Et qui explique, fait mieux comprendre à lui seul la toute grande méfiance des wallons et des francophones. Puisque dans la réorganisation électrochoc du pays- et loin d’être paradoxalement forcément idiote- prônée par De Wever, le hic est que  toute solidarité dépendrait  largement de… la seule bonne volonté des partenaires confédéraux.
Nouvelle question: vous croyez, vous, qu’une telle bonne volonté serait formidablement présente au Nord du pays,  avec ou sans la NV-A ?

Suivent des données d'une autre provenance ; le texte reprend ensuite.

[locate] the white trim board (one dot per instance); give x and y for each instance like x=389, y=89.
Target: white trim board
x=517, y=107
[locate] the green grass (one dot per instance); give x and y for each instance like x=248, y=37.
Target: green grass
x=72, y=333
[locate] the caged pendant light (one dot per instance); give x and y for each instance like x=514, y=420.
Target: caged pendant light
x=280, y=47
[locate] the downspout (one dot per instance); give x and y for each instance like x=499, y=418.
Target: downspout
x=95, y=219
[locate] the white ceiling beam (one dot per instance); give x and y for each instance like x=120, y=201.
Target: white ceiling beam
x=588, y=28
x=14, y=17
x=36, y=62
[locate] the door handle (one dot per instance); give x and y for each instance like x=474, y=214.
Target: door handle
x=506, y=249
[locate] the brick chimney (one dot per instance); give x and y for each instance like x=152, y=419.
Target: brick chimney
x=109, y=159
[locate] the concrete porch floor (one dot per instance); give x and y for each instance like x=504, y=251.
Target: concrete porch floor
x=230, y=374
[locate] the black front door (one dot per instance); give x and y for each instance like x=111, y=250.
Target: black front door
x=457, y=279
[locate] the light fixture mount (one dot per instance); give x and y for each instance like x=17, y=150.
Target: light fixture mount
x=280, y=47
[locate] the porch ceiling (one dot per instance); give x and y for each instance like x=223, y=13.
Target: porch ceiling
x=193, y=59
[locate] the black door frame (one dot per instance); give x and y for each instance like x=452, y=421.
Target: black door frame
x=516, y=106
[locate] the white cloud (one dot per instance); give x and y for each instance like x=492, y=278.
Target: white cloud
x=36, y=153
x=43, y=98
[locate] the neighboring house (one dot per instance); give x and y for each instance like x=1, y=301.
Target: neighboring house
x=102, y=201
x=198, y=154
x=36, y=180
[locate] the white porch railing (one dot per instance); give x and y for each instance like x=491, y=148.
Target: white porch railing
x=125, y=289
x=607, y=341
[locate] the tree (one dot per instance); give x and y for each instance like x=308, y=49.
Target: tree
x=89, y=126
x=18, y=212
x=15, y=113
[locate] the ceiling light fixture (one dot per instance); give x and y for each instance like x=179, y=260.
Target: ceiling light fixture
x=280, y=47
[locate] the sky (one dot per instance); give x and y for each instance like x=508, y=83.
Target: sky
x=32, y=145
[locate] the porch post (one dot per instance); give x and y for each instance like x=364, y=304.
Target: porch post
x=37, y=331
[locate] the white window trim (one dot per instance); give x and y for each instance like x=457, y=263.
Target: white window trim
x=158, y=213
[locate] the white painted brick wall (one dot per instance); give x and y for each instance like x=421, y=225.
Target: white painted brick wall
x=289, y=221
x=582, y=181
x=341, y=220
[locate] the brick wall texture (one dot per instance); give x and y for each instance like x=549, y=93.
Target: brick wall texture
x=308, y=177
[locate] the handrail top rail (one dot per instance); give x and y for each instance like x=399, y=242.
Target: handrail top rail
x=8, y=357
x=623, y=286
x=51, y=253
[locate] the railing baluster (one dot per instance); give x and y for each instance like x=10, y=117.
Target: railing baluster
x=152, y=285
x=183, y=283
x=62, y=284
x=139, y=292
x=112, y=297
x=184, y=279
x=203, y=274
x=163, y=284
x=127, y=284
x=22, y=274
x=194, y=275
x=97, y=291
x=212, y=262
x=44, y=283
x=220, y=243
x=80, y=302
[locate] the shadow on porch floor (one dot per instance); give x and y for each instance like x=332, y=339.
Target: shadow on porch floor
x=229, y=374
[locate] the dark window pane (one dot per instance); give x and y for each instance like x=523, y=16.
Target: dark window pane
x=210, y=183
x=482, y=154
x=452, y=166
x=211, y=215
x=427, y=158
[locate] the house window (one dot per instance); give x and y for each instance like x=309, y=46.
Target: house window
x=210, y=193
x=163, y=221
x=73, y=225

Que reste-t-il d’ailleurs des derniers flirts belgicains de la campagne électorale ? Le CDH s’efforce de faire oublier le slogan (“L’Union fait la force”) le plus à côté de la plaque de l’histoire de la communication politique, MR et Open VLD vivent leur vie carrément l’un sans l’autre; PS et SPa, qui refaisaient presque le PSB en évoquant une “coupole commune", sont en cure de refroidissement, Caroline Gennez- qui positionne désormais le SPa comme un “parti du centre à gauche du centre”- n’appréciant  que peu de se faire traiter de “petite formation presque alignée sur le SPa”.(dixit Moureaux) Quant au tandem Ecolo-Groen, cela a finalement compliqué les choses puisqu'on ne sait toujours pas vraiment si les Verts sont intéressés au pouvoir au delà de l'institutionnel, d'où une balance dont on peut objectivement comprendre qu’elle soit trop déséquilibrée  pour la conservatrice NV-A.

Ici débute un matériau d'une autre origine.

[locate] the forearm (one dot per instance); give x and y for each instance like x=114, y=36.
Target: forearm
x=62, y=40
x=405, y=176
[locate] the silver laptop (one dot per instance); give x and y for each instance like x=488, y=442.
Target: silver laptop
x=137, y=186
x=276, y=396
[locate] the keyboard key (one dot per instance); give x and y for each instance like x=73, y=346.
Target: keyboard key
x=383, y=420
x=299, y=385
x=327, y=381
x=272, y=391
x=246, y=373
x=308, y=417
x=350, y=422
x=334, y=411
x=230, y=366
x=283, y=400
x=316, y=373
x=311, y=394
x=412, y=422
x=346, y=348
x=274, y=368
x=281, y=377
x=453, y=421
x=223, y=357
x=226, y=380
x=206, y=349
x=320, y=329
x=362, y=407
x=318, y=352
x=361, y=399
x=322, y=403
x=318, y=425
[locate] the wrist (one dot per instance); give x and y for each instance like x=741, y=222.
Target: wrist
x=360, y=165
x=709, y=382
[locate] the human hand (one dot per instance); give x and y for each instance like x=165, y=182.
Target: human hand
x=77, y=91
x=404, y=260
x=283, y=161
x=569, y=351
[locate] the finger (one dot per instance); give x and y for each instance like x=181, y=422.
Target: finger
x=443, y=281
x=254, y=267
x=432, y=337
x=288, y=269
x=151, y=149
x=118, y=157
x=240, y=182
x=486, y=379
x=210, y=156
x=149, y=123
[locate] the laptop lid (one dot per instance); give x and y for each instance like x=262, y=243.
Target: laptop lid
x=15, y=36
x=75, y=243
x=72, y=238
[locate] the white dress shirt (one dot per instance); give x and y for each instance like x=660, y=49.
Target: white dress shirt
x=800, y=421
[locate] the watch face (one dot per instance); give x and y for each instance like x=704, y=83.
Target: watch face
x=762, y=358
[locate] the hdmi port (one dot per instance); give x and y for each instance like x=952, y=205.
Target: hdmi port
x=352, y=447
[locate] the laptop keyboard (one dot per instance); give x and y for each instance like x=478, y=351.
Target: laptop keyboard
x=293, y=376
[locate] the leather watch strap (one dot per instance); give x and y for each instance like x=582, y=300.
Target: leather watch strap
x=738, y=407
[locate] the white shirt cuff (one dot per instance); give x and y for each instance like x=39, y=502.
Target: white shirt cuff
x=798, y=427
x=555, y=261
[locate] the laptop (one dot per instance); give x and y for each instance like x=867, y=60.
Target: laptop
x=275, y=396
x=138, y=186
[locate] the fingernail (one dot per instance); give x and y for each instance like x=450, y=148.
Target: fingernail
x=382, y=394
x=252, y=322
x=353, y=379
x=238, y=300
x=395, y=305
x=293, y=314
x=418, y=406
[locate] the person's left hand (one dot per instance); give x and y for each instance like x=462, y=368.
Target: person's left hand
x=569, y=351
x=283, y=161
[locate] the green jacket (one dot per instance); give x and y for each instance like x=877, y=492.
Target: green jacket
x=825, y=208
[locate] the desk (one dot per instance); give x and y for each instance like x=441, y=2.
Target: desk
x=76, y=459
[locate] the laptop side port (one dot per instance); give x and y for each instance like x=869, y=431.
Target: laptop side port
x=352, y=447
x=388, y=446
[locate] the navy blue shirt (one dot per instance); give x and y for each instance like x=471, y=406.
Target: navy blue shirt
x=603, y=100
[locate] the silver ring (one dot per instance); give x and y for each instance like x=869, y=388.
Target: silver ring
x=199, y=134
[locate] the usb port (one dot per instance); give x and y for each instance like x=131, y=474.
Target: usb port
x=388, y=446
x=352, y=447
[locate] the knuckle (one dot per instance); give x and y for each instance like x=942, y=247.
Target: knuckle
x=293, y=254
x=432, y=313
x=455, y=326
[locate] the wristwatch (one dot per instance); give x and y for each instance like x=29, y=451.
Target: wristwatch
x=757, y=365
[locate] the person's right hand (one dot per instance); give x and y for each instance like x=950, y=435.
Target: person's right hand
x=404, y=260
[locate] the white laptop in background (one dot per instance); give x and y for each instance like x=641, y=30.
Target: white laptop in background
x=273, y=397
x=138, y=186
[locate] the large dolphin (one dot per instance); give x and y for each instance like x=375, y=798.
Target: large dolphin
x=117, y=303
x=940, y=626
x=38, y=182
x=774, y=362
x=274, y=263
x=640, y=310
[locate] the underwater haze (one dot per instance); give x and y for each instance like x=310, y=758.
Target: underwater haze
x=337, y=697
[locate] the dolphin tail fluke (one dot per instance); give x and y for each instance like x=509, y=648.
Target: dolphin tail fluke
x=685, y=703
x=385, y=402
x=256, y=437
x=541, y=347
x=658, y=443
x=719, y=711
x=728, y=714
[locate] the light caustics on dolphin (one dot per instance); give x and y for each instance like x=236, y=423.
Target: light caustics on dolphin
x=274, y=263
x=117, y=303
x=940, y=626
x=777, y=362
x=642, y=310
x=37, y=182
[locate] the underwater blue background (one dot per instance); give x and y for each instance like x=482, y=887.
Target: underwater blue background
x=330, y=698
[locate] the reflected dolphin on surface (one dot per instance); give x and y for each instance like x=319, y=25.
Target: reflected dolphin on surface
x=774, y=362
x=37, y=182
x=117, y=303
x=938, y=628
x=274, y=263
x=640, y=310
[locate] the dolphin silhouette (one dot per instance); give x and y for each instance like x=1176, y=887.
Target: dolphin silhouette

C’est désormais clair: Bart De Wever adore, en bon tacticien-historien, diviser, perturber pour régner. Mais si, dans sa proposition  ("de vastes négociations devront être entamées sur la politique sociale et économique, sur l’assainissement des finances publiques ainsi que sur la politique en matière de cohésion sociale", bande-annonce De Wever) il change son accent tonique pour le porter sur une ligne économique drastique, sûr que clarification par l’absurde il y aura. Et qu’il a toutes les chances de se faire envoyer par d'aucuns chez Plumeau.
 Vouloir tout à la fois imposer en même temps une réforme de l’Etat très systémique et une politique socio-économique très colorée à droite, c’est un objectif pour le moins goinfre pour un seul parti. 18% des voix fédérales, c’est certes beaucoup mais c’est aussi bien trop peu tout à la fois.
Il est à la mode de répéter que Bart De Wever n’est pas Yves Leterme puisqu’il ne cultive  pas, lui, en bon patriote de la Flandre, le rêve assez égotiste d’aller s’asseoir au 16 rue de la Loi. C’est vrai: il n’empêche que, dans le dossier BHV, on a bien vu, à la Chambre, que, face aux attaques cruelles du Belang et de Jean-Marie De Decker, la NV-A avait grand usage de la gomme à effacer tout sourire.
Si on y réfléchit, Bart De Wever n’a  gagné les élections qu’en répétant et amplifiant  à l’intersidéral les promesses déjà à la gonflette d’Yves Leterme cru 2007. L’électeur flamand a voté à nouveau pour un parti manufacture de serrures censé lui ouvrir,  cette fois en même moins que 5 minutes de courage politique, toutes les portes du paradis jaune et noir de l’autonomie flamande.
Comme si les francophones n’étaient pas très défensivement armés par les trois solides cadenas constitutionnellement arrachés en 1970: parité gouvernementale (pourtant conçue à l’époque…en faveur des flamands), majorités spéciales aux deux tiers et, surtout, cette sonnette d’alarme qui  réduit toutes les mandolinesques propositions de loi sur la scission de BHV à un événement surtout médiatique…
La stratégie de Bart De Wever, qui fera sourire d'aucuns puisqu'il demande cette fois que " tous les acteurs soient honnêtes sur leurs intentions", est toujours aussi insaisissable qu’une anguille dans un baquet d’huile. Mais, même avec ton d'homme d'Etat, elle ne le mène désormais plus à grand chose tant qu’il n’admettra pas que- sauf improbable “révolution des gaufres” qui ferait de lui le Vaclav Havel de la Flandre- il lui faudra d’abord apprendre un verbe tout simple: négocier. Réellement.